ビルの照明や空調をコントロールするビルマネジメントシステム(BMS)との連携です。ビーコンの位置情報から人の集積度を判断し、BMSで照度や温度を自動調整することで電気代を節約したり、AIを活用し、混雑度を予測して照明や空調を自動制御することで快適なオフィス作りを実現できます。

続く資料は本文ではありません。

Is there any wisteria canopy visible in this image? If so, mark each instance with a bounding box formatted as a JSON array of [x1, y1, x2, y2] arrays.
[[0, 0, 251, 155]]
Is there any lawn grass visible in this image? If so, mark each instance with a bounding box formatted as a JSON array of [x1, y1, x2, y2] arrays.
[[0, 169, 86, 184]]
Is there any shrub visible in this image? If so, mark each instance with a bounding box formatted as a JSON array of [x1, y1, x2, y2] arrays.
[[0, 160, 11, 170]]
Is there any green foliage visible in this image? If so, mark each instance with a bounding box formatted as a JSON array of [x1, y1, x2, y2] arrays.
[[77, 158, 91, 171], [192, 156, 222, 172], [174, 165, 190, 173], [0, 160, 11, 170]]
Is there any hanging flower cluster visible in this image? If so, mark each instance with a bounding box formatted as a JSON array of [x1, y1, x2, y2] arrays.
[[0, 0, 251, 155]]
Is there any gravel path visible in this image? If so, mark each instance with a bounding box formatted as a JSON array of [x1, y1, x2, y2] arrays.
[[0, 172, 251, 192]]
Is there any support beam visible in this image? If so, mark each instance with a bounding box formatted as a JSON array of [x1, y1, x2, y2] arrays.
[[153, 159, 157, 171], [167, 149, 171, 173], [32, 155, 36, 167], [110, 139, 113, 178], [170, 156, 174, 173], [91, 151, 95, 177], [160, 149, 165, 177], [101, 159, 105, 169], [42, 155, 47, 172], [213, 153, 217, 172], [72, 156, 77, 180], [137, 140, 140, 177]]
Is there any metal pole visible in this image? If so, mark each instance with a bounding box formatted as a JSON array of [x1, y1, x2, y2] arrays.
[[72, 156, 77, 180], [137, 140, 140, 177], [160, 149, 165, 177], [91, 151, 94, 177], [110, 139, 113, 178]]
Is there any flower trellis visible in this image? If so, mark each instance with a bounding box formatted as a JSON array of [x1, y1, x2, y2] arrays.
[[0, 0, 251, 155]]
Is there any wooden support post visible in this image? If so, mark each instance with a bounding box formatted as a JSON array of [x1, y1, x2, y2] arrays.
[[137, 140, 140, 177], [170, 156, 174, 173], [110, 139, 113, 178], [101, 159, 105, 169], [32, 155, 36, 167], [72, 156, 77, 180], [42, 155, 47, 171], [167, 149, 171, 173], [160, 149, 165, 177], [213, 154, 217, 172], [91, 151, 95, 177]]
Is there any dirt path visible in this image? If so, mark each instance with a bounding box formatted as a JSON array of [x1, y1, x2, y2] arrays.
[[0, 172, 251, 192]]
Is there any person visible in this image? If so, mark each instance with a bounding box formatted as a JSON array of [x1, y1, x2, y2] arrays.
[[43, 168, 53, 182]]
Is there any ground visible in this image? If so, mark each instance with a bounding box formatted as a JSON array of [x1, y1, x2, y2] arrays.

■ 社会的な課題となっているホワイトカラーの生産性向上のための
    オフィスにおける働き方改革への取り組み

現状のビーコン活用における課題の解決策として、最新の技術をご紹介します。現在、電池レスビーコンの開発を検討していますが、充電タイプのビーコンを使用することで管理者の負荷を軽減するとともに、コスト削減も期待できます。また高精度位置測位サービスについても、間もなく提供できる見込みです。これはQuuppa社という海外メーカーの技術を採用しており、ビーコンと複数の受信機間で入射角から位置を計算するため、距離に加えて高さも把握することが可能です。精度も誤差2m以内と高精度で、天井高20m以上でも利用でき、1台の受信機で最大で一辺100mの正方形エリアをカバーすることが可能です。当社では日進月歩で進化する最新のデバイスを使って、困難で複雑な顧客のニーズに対応できるようサービスを進化させています。

今後の展開

当社は働き方改革の取り組みのひとつとして、フリーアドレスオフィスを採用しています。フリーアドレスへ移行する際に、必要な床面積の試算、什器類の適正な数量試算、個々の会議室のキャパシティ割り当て、トータルの会議室数といったオフィス設計に位置情報で収集したデータを利用しました。生産性向上に向けては、直行直帰やテレワーク、情報共有、会議の効率化などの課題に取り組んでいます。例えば、位置情報を集計して営業担当者の社内業務時間や会議回数、会議時間などを見える化し、できるだけ営業活動にあてる時間を増やすなど改善を行うことで働き方改革を進めています。